Introduction
The compiler preprocessing, lexical analysis and lexical analyzer are introduced, and the task and process of parsing are also mentioned.
The input of parsing is the sequence of lexical elements, then according to the grammatical representation (expansion) of the language, using the finite state machine theory, the abstract syntax tree is generated, and then the intermediate code, that is, the three address code is traversed.
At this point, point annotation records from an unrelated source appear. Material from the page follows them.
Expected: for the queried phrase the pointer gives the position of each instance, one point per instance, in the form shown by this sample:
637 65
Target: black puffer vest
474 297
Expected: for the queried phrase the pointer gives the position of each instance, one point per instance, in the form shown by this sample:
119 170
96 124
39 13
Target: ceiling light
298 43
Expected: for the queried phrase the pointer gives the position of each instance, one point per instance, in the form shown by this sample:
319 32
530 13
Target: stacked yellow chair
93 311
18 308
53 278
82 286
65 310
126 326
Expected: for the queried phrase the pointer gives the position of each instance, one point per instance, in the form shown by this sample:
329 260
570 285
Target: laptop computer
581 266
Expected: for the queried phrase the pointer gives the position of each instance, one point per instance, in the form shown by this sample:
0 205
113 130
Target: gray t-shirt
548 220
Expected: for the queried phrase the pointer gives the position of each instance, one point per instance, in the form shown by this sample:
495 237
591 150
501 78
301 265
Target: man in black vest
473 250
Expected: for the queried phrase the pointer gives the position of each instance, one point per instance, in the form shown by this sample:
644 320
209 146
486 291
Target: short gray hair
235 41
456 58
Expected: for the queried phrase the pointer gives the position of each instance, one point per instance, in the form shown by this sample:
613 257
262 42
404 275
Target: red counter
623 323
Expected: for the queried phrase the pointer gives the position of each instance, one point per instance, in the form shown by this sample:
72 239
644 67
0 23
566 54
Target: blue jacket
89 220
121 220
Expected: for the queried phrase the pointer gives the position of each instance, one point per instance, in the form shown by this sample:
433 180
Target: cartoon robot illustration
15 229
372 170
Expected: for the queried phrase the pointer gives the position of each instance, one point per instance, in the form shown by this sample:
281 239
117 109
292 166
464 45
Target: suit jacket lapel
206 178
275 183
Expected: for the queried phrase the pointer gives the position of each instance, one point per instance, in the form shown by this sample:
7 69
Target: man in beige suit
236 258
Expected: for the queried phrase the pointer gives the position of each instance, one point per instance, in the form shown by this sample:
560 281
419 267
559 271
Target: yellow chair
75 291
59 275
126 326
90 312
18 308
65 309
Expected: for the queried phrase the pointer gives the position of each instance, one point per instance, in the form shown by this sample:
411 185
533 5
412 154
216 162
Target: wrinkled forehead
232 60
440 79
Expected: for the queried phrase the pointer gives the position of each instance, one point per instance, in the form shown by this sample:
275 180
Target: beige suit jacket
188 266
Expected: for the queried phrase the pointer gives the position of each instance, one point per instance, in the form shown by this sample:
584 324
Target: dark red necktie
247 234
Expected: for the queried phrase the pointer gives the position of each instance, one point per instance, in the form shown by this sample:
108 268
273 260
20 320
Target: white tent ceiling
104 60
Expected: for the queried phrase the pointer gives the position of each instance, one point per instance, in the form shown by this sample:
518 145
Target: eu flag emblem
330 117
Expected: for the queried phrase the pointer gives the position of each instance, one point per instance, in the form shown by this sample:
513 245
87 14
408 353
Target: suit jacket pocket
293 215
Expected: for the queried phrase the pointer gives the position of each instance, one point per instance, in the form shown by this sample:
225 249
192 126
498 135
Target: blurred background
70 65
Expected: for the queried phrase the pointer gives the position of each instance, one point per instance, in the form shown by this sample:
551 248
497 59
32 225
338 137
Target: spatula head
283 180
This section, in an experimental way, looks at the intrinsic implementation mechanism of the parser.
5.1 Experimental Description
A recursive descent analysis program is developed to realize the grammar check and structure analysis of word sequences provided by the method of lexical analysis.
The recursive Descent Analysis program is compiled by C language, and the simple language is parsed.
5.1.1 The syntax of a simple language to be analyzed
The expanded BNF is shown as follows:
⑴< program >::=begin< Statement string >end
⑵< statement String >::=< statement >{;< statement}
⑶< Statements >::=< Assignment Statements >
⑷< assignment Statements >::=ID:=< expressions >
⑸< expression >::=< Item >{+< > |-<
⑹< >::=< factor >{*< factor > |/< factor >
⑺< Factor >::=id | NUM | (< expression >)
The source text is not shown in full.